Foreign Affairs Minister Mélanie Joly declined to answer questions on the embassy’s conduct and whether the government is acting to address the complaint.
Her press secretary, Adrien Blanchard, said in a statement that Canada expresses its sympathy at Mr. Hildebrand’s passing.
“Our thoughts are with the family and the loved ones of the Canadian who lost his life. This is a tragic loss, and we want to convey our most sincere condolences,” Mr. Blanchard said.
“Global Affairs Canada officials are in contact with the family and are providing consular services. GAC is taking the necessary steps to ensure that the family is well supported and treated with compassion.”
Members of Mr. Hildebrand’s unit told The Globe and Mail that he and another foreign fighter were killed by Russian artillery fire on Nov. 7 while transporting wounded comrades to a front-line medical centre near Bakhmut.
The city remains the epicentre of some of the worst fighting of the 272-day-old war. On Tuesday, Mykhailo Podolyak, a top adviser to Ukrainian President Volodymyr Zelensky, named Bakhmut as the most difficult spot on the front line because Russia was concentrating its most experienced forces there.
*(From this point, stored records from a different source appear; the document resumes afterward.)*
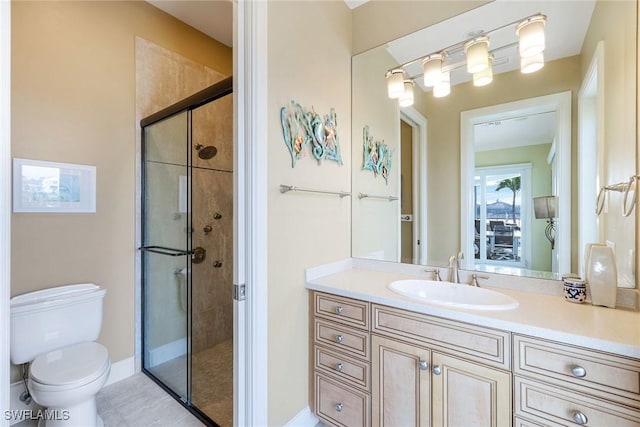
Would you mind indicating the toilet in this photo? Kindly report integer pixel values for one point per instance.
(55, 331)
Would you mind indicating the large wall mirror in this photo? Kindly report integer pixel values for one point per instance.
(508, 172)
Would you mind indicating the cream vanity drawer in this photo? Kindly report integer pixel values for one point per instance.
(342, 310)
(342, 338)
(476, 343)
(340, 405)
(344, 368)
(600, 374)
(555, 406)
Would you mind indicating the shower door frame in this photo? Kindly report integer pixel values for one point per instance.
(205, 96)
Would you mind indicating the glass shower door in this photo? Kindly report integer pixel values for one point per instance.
(166, 252)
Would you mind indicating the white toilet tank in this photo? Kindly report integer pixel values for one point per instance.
(52, 318)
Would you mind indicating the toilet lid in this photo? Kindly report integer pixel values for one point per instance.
(78, 363)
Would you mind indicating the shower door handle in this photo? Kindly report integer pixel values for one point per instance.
(162, 250)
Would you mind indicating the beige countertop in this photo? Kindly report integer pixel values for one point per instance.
(544, 315)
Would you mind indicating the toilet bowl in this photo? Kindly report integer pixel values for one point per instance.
(54, 330)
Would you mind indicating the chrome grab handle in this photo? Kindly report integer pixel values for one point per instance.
(578, 371)
(579, 418)
(163, 250)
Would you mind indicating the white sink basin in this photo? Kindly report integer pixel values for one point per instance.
(453, 295)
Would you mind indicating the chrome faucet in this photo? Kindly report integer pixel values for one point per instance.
(454, 267)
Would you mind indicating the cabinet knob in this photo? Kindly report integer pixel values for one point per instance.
(578, 371)
(579, 418)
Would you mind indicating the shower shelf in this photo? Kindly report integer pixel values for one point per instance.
(287, 188)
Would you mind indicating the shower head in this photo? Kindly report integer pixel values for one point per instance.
(206, 152)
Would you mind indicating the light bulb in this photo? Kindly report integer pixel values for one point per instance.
(395, 83)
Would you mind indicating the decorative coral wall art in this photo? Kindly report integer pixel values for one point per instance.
(302, 128)
(376, 155)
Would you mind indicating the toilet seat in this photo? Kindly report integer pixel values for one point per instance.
(71, 366)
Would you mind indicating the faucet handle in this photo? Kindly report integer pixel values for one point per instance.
(435, 272)
(474, 279)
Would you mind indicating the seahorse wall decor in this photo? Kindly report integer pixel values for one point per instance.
(376, 155)
(301, 128)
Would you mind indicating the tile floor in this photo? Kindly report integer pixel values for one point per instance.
(135, 402)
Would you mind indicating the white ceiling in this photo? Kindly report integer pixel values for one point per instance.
(212, 17)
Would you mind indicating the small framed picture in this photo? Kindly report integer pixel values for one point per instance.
(40, 186)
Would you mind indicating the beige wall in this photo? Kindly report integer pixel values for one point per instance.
(443, 169)
(309, 62)
(614, 22)
(375, 227)
(73, 100)
(536, 155)
(380, 21)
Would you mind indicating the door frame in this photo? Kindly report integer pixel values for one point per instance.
(418, 125)
(250, 316)
(5, 202)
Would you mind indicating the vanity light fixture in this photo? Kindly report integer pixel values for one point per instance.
(406, 100)
(479, 60)
(395, 83)
(477, 51)
(432, 69)
(531, 64)
(484, 77)
(545, 207)
(531, 39)
(443, 88)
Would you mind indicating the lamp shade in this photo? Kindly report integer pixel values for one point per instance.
(432, 69)
(531, 39)
(531, 64)
(395, 83)
(444, 87)
(545, 207)
(484, 77)
(477, 51)
(406, 100)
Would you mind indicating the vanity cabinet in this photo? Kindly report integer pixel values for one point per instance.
(563, 385)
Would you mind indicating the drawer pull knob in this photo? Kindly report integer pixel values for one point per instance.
(579, 371)
(579, 418)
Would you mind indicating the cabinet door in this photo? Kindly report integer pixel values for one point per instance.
(468, 394)
(400, 384)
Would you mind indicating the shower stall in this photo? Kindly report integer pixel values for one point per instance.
(187, 250)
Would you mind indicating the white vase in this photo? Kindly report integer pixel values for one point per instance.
(601, 275)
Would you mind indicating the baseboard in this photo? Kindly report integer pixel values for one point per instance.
(18, 406)
(170, 351)
(121, 370)
(304, 418)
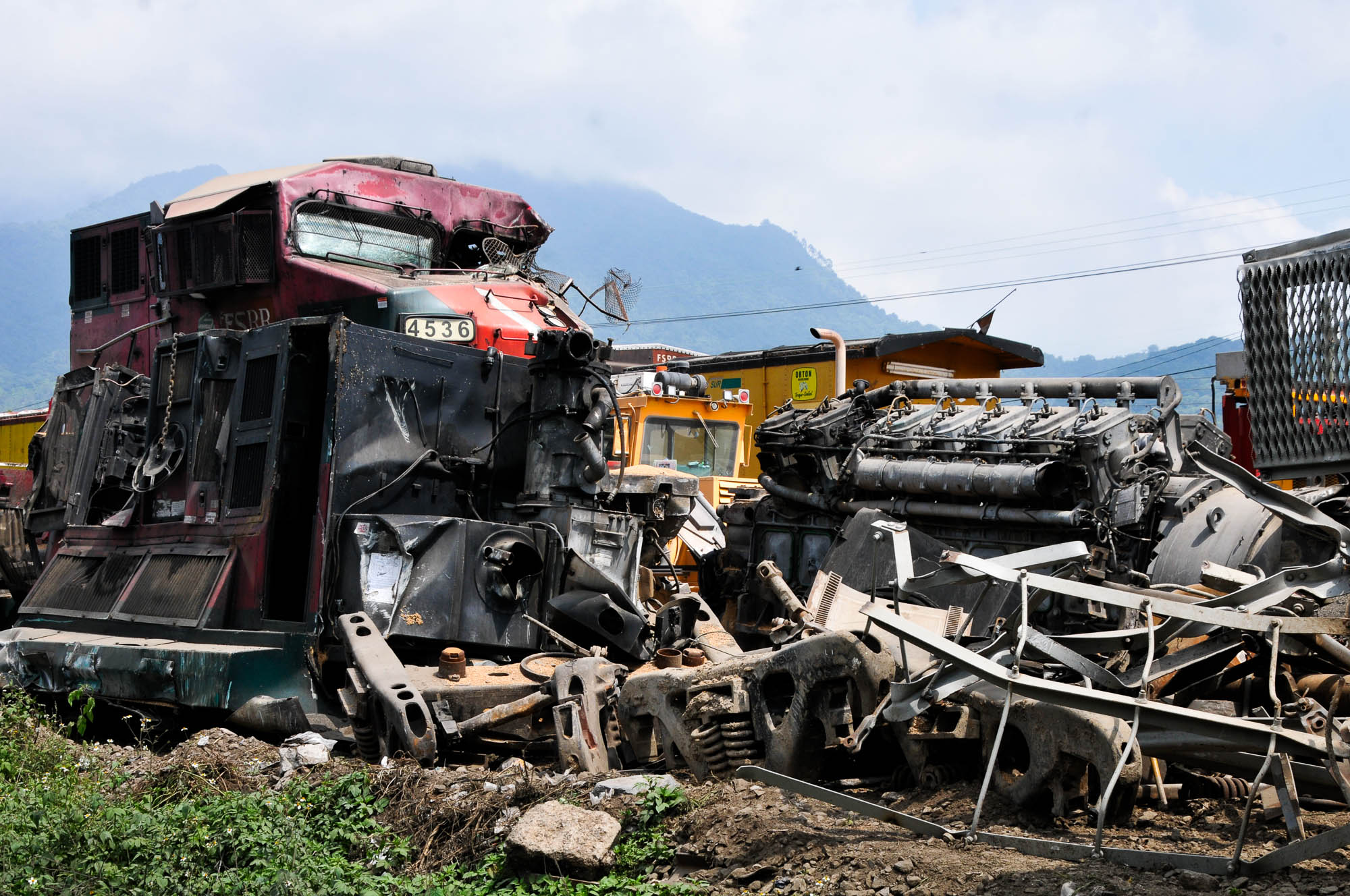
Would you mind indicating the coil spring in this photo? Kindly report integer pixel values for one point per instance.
(708, 739)
(727, 743)
(936, 777)
(739, 740)
(367, 741)
(1222, 787)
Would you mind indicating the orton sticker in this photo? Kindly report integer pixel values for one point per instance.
(804, 384)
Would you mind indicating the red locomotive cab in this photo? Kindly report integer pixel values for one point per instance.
(381, 241)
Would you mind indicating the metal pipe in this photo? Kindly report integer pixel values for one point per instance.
(1334, 650)
(997, 513)
(130, 333)
(504, 713)
(773, 580)
(797, 496)
(840, 358)
(1164, 389)
(963, 478)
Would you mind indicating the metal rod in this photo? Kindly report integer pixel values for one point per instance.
(1247, 813)
(1105, 802)
(130, 333)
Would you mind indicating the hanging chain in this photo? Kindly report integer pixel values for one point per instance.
(173, 368)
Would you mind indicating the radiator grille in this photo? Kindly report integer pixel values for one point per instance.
(173, 586)
(125, 261)
(183, 246)
(86, 269)
(248, 477)
(256, 248)
(260, 385)
(82, 585)
(1294, 322)
(215, 407)
(213, 254)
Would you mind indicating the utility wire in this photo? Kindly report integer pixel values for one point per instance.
(1183, 350)
(1178, 373)
(1127, 221)
(890, 267)
(951, 291)
(685, 287)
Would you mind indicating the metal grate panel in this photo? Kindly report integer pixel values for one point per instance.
(260, 387)
(213, 254)
(248, 478)
(125, 261)
(1294, 323)
(82, 585)
(173, 586)
(256, 248)
(86, 269)
(215, 408)
(183, 249)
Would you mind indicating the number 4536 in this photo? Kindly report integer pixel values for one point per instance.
(446, 330)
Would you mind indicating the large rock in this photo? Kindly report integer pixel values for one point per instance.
(560, 839)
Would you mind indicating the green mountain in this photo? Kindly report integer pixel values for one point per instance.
(688, 265)
(36, 281)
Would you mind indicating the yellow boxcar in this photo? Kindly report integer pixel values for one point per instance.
(17, 430)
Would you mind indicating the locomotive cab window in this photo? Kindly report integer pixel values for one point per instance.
(353, 234)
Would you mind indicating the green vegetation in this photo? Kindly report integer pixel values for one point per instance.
(72, 825)
(645, 844)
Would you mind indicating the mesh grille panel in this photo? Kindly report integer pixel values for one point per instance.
(173, 586)
(215, 403)
(246, 482)
(82, 585)
(86, 269)
(1294, 325)
(260, 385)
(125, 261)
(183, 246)
(213, 254)
(256, 248)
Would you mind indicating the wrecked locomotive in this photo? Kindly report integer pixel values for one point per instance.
(391, 511)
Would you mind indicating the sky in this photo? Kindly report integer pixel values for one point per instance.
(920, 146)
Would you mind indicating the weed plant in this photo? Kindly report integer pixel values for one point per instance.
(74, 827)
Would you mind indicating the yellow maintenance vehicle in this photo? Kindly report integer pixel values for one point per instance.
(807, 376)
(670, 419)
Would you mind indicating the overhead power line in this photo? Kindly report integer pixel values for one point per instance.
(890, 267)
(1178, 373)
(951, 291)
(1124, 221)
(1183, 352)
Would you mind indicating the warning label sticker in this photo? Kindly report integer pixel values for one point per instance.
(804, 384)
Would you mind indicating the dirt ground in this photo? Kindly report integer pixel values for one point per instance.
(747, 839)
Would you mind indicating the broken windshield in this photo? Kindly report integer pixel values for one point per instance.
(329, 229)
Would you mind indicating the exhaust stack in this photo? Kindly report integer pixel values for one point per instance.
(840, 374)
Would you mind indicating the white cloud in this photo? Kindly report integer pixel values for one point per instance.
(871, 129)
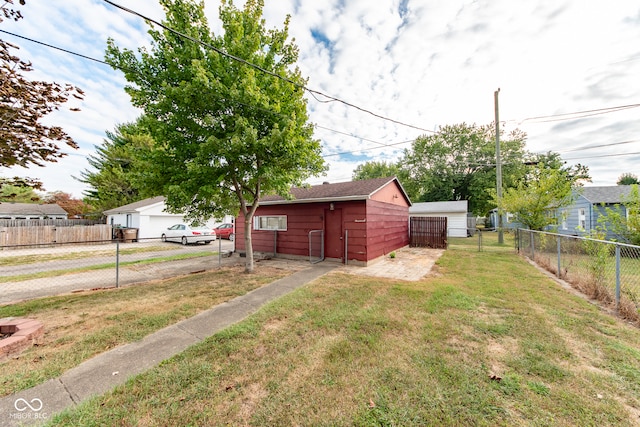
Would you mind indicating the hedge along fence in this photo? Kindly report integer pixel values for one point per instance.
(603, 270)
(49, 234)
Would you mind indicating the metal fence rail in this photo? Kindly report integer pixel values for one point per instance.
(604, 270)
(43, 270)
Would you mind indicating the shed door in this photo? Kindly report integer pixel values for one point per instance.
(333, 243)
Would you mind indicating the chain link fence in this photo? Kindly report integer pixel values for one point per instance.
(39, 270)
(603, 270)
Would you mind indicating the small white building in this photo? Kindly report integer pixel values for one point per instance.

Mr. Hildebrand, whose family live in Herbert, Sask., is the second Canadian to die fighting for Ukraine. Émile-Antoine Roy-Sirois, a 31-year-old Quebecker, was killed in July, also in the Donbas area.
A fellow PPCLI veteran who was a member of the same unit of the International Legion as Mr. Hildebrand said his friend had been “always the most calm, cool and collected guy in the world, and always knew how to add humour when it was just too harsh.” The fighter, who hails from Alberta, was unable to attend the Kyiv ceremony because he was still deployed.
For security reasons, The Globe isn’t naming the other ex-PPCLI fighter. The Albertan said he and Mr. Hildebrand had been in contact most recently during the fall counteroffensive that liberated much of the eastern Kharkiv region from Russian occupation.
“With that offensive, we touched base afterwards and we said it’s a surreal feeling to stare at something for a couple months and then realize that one push and you liberate it. And the whole time you were staring at it, you didn’t realize that it was full of civilians in a way that you just didn’t expect. Between women, kids, young people, old people, it’s surreal to see how these cities were still operating, and it really substantiated why he was here, why I’m here.”